Female friends are special. I often wonder what I would do without them. So I like to take note of stories about longtime women friends.

This was particularly true during the past week. Knowing that today I was on the blog tour schedule to publish a review of A Secret Sisterhood: The Literary Friendships of Jane Austen, Charlotte Brontë, George Eliot, and Virginia Woolf, by Emily Midorikawa and Emma Claire Sweeney, stories of women’s friendships kept popping out at me.

I’ll share just two of them before adding the promised review.

Akron Beacon Journal article featuring the lifelong friendship of two women, now 94 and 100.

Women friends on a local level

Yesterday, the front page of my local newspaper featured such a close friendship.  It told the story of two women — one black, one white — who led a Girl Scout troop in an all-white community back in 1954 and became fast friends, as did their daughters.

Women friends on a national level

Last week, a lecture I attended by Rebecca Traister, author of All the Single Ladies: Unmarried Women and the Rise of an Independent Nation (2016) spoke of the importance of women’s friendships throughout U.S. history. She also emphasized how those intimate friendships sustained and supported women when their marriage relationships, often entered into solely for financial reasons, did not.

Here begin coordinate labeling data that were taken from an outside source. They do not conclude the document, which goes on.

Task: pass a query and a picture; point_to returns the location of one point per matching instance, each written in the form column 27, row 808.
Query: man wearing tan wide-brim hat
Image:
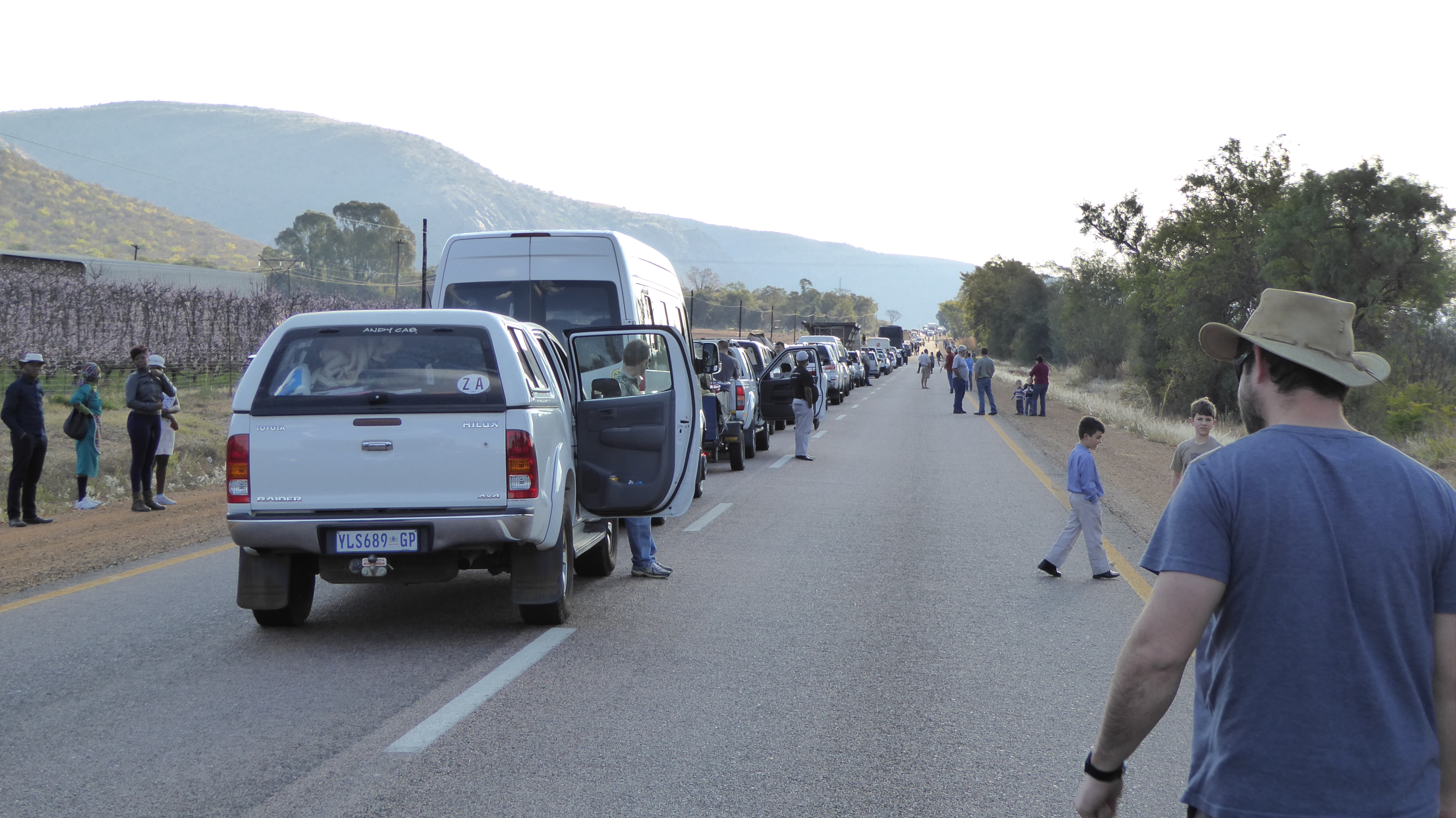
column 1314, row 568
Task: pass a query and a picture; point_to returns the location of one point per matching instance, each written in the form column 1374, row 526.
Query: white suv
column 405, row 446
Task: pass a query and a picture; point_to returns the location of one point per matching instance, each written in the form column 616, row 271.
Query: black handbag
column 78, row 426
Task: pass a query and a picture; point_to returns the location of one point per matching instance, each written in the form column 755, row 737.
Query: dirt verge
column 90, row 541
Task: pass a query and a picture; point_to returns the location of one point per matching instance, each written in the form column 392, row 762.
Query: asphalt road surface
column 861, row 635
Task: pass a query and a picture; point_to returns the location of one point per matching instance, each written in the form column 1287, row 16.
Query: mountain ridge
column 276, row 165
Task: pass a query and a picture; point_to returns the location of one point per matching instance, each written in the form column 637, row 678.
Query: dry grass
column 1114, row 402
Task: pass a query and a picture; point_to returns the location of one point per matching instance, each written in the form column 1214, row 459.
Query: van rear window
column 382, row 369
column 555, row 305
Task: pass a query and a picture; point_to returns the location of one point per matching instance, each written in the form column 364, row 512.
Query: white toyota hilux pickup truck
column 407, row 446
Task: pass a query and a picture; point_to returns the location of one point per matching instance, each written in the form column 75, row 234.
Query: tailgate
column 413, row 460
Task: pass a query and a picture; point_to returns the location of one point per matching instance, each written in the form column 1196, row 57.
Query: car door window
column 622, row 366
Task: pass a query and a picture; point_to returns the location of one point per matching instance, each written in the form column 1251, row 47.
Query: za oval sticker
column 474, row 385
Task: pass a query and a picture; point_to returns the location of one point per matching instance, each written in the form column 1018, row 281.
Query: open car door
column 637, row 420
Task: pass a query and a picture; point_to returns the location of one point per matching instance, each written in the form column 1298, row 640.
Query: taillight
column 520, row 465
column 238, row 469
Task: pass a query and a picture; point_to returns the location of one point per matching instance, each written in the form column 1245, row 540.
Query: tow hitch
column 371, row 567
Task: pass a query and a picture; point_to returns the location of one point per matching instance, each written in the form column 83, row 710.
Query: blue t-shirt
column 1314, row 679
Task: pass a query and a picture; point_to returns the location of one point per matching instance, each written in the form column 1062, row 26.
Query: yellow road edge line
column 113, row 578
column 1126, row 568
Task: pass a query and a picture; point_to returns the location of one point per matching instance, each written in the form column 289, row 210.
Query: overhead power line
column 196, row 185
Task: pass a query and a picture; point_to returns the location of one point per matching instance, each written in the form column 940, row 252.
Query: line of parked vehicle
column 749, row 399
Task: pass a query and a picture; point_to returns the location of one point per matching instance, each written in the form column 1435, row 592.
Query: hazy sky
column 957, row 130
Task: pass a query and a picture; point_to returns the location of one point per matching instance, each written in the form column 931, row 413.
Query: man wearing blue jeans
column 644, row 551
column 985, row 369
column 960, row 379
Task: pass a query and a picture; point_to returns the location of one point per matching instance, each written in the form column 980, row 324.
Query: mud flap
column 263, row 581
column 536, row 577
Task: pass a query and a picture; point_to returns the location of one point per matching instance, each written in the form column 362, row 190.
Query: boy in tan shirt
column 1203, row 418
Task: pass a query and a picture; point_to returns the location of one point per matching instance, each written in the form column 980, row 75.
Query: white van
column 561, row 280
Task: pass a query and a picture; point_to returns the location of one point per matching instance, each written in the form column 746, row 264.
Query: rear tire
column 301, row 596
column 602, row 559
column 558, row 612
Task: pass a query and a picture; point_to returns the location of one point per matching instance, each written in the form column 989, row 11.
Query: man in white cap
column 806, row 394
column 1314, row 568
column 24, row 414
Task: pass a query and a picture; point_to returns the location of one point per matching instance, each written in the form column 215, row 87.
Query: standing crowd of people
column 150, row 429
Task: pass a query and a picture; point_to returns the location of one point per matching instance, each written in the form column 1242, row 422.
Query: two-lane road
column 861, row 635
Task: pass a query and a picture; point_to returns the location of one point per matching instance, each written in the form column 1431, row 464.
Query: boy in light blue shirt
column 1085, row 494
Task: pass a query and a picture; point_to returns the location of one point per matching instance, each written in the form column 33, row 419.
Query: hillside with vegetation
column 47, row 212
column 276, row 165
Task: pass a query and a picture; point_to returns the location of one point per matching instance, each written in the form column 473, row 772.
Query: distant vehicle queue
column 553, row 398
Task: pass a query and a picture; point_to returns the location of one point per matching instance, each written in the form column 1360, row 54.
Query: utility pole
column 398, row 242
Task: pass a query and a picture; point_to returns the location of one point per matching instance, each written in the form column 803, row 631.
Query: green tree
column 1005, row 305
column 1093, row 314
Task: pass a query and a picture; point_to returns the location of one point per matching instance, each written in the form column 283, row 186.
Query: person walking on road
column 145, row 392
column 985, row 369
column 1314, row 568
column 88, row 450
column 168, row 440
column 1085, row 497
column 960, row 379
column 1040, row 380
column 24, row 414
column 806, row 395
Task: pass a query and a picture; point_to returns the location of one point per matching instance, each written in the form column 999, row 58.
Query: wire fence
column 72, row 321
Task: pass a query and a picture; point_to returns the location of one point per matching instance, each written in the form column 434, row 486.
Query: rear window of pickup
column 354, row 370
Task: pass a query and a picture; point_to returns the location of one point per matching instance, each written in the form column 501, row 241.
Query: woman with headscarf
column 88, row 450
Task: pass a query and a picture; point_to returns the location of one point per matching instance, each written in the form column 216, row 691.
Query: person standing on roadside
column 1203, row 418
column 985, row 369
column 145, row 392
column 1040, row 382
column 168, row 440
column 960, row 379
column 1317, row 567
column 806, row 397
column 88, row 450
column 24, row 414
column 1085, row 498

Women’s literary friendships

Women writers had sustaining friendships with female friends, too. But as  Margaret Atwood says in her foreward to A Secret Sisterhood, female literary friendships have often been overlooked.

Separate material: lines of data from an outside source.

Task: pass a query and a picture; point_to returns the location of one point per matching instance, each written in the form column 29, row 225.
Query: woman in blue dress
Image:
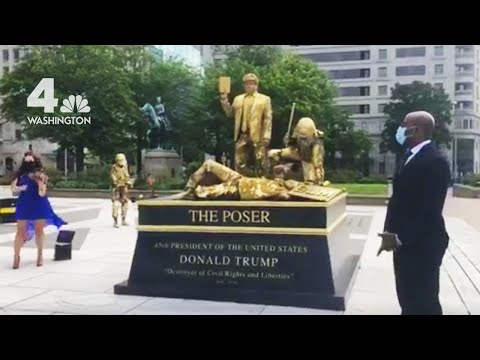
column 33, row 210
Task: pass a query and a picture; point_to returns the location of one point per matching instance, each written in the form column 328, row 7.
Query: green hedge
column 346, row 176
column 75, row 184
column 472, row 180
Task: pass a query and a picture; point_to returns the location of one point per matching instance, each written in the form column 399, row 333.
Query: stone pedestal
column 261, row 252
column 162, row 164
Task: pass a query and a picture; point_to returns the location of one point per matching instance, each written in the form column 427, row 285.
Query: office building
column 12, row 140
column 365, row 75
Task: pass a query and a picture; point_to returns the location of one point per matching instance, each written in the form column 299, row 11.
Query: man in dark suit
column 414, row 227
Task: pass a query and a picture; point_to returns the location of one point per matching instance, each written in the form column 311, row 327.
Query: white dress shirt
column 415, row 150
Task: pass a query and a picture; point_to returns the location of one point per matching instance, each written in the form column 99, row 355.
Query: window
column 340, row 56
column 383, row 90
column 382, row 54
column 410, row 70
column 357, row 109
column 438, row 69
column 381, row 168
column 354, row 91
column 438, row 50
column 411, row 52
column 350, row 74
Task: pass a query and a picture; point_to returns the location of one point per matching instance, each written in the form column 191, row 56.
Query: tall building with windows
column 12, row 140
column 365, row 75
column 190, row 54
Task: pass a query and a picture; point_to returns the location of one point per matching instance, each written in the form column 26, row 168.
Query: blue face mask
column 400, row 136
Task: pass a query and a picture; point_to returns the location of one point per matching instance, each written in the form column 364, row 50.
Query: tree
column 413, row 97
column 286, row 78
column 87, row 70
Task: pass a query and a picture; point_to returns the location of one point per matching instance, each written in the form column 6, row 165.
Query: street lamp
column 454, row 149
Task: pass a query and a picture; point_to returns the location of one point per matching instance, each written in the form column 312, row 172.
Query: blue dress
column 31, row 206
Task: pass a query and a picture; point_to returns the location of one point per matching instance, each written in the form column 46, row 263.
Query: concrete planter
column 465, row 191
column 101, row 193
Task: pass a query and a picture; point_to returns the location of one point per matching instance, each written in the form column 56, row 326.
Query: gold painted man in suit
column 120, row 179
column 252, row 112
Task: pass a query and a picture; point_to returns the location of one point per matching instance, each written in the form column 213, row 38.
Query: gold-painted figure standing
column 252, row 112
column 121, row 180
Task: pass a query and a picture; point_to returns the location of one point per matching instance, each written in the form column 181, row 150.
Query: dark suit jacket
column 415, row 208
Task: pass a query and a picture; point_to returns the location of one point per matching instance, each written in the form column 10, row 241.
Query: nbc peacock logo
column 75, row 101
column 73, row 104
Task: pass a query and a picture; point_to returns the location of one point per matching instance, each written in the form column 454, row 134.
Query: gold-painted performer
column 306, row 146
column 120, row 182
column 231, row 185
column 252, row 112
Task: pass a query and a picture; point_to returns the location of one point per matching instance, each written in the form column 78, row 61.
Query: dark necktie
column 403, row 160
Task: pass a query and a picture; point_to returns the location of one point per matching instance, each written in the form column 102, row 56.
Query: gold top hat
column 306, row 129
column 250, row 77
column 120, row 157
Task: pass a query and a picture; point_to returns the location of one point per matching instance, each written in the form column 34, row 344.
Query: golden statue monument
column 252, row 112
column 120, row 182
column 306, row 146
column 231, row 185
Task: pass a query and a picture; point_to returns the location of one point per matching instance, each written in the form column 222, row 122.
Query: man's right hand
column 390, row 242
column 274, row 154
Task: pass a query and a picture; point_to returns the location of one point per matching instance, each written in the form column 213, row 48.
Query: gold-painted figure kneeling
column 304, row 146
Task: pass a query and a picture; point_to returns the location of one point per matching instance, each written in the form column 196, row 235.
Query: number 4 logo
column 48, row 102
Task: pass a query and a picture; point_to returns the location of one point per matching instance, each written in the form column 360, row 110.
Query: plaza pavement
column 102, row 258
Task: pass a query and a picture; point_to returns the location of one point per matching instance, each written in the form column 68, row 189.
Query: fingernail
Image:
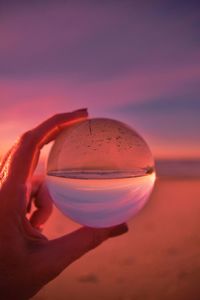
column 81, row 110
column 118, row 230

Midorikawa and Sweeney bring them into the limelight in their 2017 book, A Secret Sisterhood. Now out in paperback in the UK, it explores the “secret sisterhoods” entered into by Jane Austen, Charlotte Brontë, George Eliot and Virginia Woolf. My focus will be on the book’s final section, whose three chapters explore the ambivalent friendship between Woolf and Katherine Mansfield.

Woolf and Mansfield: friends or foes, cat or mouse?

Anyone who studies Woolf knows that there is much discussion of the love-hate relationship between Woolf and Mansfield. In Secret Sisters, Midorikawa and Sweeney bring it into clear focus.

They are careful to describe the complicated relationship between the two, showing us how and why Woolf considered Mansfield both her “bitter opponent and beloved friend — unrivaled by any other” (260). They use excerpts from letters, diaries and more to compile a detailed timeline that clarifies the relationship without oversimplifying its nuances.

The authors follow the relationship between the two writers from its spring 1917 beginnings in Mansfield’s humble Chelsea flat, where Woolf offered Mansfield the opportunity to have her work published with the newly formed Hogarth Press, to the news, delivered by Woolf’s maid Nellie Boxall in January 1923, that Mansfield had died.

In between, Midorikawa and Sweeney document the ups and downs of their professional alliance, as well as their personal relationship. Among them are Garsington gossip, the rivalry between the two to use the Garsington garden as the setting for a short story, and the ways they supported each other’s literary careers while engaging in creative competition.

We also get an inside view of Mansfield’s ill health and financial challenges, Woolf’s mixed feelings about Mansfield’s work, and the insecurities each woman had about the other as both a trusted friend and literary sounding board.

A Secret Sisterhood lays out the intimate inner workings of the friendship and competition between Woolf and Mansfield, setting theories and rumors to rest and illuminating a relationship characterized by a “rare sense of communion” (250) that has interested their readers for decades.